Okay, so because the function is written as a series it is pretty obvious it is analytic. This is what I think I need to do: Split the power series into two individual power series that can be represented as separate analytic continuations.
The problem I am having is that neither of the fractions in the series can be represented in a way that would let me work with a familiar power series-I've tried separating to get $\sum_{n=1}^{\infty} {1\over 1 - z^{n+1}}$ - $\sum_{n=1}^{\infty} {1\over 1-z^{n}}$ and then individually integrating each series which gives me log of something which is not useful and differentiating which just gives me something more complicated. If I combine the two terms then seperate, I get $\sum_{n=1}^{\infty} ({z^{n+1}\over (1 - z^{n+1})(1-z^{n})} - {z^{n}\over (1-z^{n})(1-z^{n+1})})$ which is slightly similar to $\sum_{n=1}^{\infty} {z^{n}}$ which I know can be analytically continued over $\frac{1}{1-z}$
I would appreciate any suggestions, thank you.

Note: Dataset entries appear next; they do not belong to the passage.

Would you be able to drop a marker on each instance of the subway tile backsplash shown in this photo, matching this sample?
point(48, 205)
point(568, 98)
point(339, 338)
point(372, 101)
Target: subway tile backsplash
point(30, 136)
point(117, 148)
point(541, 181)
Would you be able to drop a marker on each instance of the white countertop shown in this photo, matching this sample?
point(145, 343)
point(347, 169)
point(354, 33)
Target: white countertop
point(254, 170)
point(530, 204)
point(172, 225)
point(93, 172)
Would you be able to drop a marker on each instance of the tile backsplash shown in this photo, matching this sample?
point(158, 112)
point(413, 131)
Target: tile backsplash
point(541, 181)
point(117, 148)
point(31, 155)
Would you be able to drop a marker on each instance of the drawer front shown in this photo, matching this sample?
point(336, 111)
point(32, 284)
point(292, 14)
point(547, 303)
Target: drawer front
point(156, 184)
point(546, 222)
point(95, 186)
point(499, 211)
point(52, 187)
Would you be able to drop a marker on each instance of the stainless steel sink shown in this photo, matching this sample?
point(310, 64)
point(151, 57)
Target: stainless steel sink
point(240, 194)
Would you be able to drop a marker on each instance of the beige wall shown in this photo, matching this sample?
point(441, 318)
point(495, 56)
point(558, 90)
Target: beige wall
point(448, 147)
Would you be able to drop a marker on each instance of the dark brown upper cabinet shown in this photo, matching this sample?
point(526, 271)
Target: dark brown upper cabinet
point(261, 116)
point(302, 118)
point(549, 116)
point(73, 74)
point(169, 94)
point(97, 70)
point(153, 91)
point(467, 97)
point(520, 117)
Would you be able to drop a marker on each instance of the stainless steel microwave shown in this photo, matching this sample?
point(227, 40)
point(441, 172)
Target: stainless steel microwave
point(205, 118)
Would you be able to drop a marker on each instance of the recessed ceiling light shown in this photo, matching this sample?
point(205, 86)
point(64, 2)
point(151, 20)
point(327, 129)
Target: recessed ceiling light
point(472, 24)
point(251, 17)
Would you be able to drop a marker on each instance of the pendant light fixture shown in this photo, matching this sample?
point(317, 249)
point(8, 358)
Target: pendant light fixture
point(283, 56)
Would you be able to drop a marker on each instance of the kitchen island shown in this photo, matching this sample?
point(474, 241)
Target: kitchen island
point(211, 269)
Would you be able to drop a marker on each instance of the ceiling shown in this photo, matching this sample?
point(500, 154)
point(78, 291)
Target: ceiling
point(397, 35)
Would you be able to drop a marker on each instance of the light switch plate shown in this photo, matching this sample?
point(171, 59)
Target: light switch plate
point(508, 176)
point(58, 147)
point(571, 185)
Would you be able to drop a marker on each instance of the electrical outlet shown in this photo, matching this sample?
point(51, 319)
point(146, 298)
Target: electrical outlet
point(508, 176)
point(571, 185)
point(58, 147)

The original sum is a telescoping series that can be written as
$lim_{n \to \infty}({1 \over1-z^{n+1}}-{1 \over1-z})$
This leads into two functions
a) $1- {1\over1-z}$ for $|z| < 1$
b) $- {1\over1-z}$ for $|z|>1$
If we expand these two in $\Bbb C-{\{1\}}$ then restricting one or the other in $D(0,1)$ or $\Bbb C-\hat D(0,1)$ then we can see that they are not the same.